Sejak pertengahan 2024, Ellenka melalui program Kolaborasa telah memberikan edukasi seputar tren kuliner dan pengembangan kompetensi kepada ratusan UMKM di berbagai kota, seperti Bandung, Jakarta, Yogyakarta, Surabaya, dan Tangerang.
Puncak kegiatan Kolaborasa digelar di Malang pada 9 Desember 2025, dengan melibatkan Schoko, BOLA Deli, Sriboga, serta Chef Angie Wiranata. Sebanyak 110 pelaku usaha rumah tangga, UMKM, hingga pemula bisnis mendapatkan pembekalan mengenai tren kuliner 2026 dan strategi operasional yang efisien.
Chef Angie Wiranata juga mendemonstrasikan inovasi produk “Mochi Matcha” sebagai contoh adaptasi tren pasar melalui pemanfaatan bahan yang tepat.
Selain pemberdayaan UMKM, Ellenka memperluas kontribusinya melalui program Ellenka Program for Inspiring Class (EPIC) yang menyasar dunia pendidikan. Program ini bertujuan memperkenalkan standar industri, tren F&B terkini, serta peluang karier dan kewirausahaan di sektor kuliner.
EPIC telah dilaksanakan di SMK Santa Maria Jakarta dan SMKN 57 Jakarta pada Januari 2026, dengan menghadirkan tokoh kuliner nasional, salah satunya William Wongso. Dalam sesi tersebut, peserta tidak hanya menerima materi teori, tetapi juga praktik dan wawasan inovasi pangan berbasis kebutuhan konsumen.
William Wongso menekankan pentingnya inovasi bahan pangan, termasuk penggunaan alternatif yang lebih fungsional untuk menjawab kebutuhan kesehatan masyarakat.

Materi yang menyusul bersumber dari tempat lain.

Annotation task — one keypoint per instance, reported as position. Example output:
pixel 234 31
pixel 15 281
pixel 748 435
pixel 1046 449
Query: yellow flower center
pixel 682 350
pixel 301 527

Sementara itu, Brand Management Manager Ellenka, Bryan Prananto, menyatakan program ini diharapkan dapat menumbuhkan pola pikir wirausaha dan mempersiapkan generasi muda agar lebih siap menghadapi tantangan industri kuliner nasional.
Melalui Kolaborasa dan EPIC, Ellenka menegaskan komitmennya dalam membangun ekosistem industri F&B Indonesia yang lebih kompetitif, berkualitas, dan berkelanjutan.